I’m not sure I’ll ever be fucking fine again.

“Are you sure it’s not too much trouble for you to have to handle a spoiled brat like me?” I throw his own words from yesterday back at him, the ones he likes to repeat every so often to remind me he’d never wanted this responsibility. “Even if I’m not throwing public tantrums?”

“I said I had no use for you,” he corrects gruffly. “There’s a difference.”

It hadn’t been an argument in any traditional sense. No one raised their voices, but the sneer he’d given me, the way the look in his eyes cut me down to an inch tall… Is this our version of sweeping it all under the rug?

“What changed your mind?” I ask.

Neither one of us move for the longest time.

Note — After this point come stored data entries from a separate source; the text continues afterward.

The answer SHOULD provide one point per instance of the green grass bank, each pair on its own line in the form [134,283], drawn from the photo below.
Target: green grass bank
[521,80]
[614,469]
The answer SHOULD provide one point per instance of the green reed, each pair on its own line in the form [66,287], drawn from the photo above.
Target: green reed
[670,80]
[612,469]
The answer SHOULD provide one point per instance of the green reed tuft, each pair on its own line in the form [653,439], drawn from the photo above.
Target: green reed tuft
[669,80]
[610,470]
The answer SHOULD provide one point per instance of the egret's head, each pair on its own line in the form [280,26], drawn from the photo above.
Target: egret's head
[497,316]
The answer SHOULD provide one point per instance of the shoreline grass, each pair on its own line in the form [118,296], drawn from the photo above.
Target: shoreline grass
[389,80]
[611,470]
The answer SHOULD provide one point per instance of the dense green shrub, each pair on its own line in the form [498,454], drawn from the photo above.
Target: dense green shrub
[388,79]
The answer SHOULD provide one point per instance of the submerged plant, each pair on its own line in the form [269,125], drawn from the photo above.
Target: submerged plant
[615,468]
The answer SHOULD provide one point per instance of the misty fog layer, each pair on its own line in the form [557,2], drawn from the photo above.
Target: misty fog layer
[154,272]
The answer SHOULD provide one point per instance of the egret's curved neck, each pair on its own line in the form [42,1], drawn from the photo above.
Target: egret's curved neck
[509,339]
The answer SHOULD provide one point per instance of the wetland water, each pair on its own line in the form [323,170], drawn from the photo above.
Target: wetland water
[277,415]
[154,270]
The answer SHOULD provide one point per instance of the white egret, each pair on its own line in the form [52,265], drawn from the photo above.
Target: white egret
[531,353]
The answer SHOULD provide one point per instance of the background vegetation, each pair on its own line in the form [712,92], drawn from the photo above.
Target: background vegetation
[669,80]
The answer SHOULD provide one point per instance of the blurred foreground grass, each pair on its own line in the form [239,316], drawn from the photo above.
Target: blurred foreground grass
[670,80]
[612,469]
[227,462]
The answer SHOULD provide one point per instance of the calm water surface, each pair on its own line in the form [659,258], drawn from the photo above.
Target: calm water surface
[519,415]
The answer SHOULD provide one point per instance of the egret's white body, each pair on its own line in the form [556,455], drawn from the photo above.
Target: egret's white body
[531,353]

I curl my hand into a fist against his chest, my cheek pressed to his skin, inhaling, exhaling, memorizing the scent of him until the combination softens the knots in my belly. Until I almost feel ready to act like a confident woman again rather than a terrified child.

“I haven’t changed my mind,” he answers at last.

I lift my head, pulling back to look into his eyes. They’re as dark as the night outside with his thick brows furrowed down, and I search his gaze, but I have no idea what I’m looking for.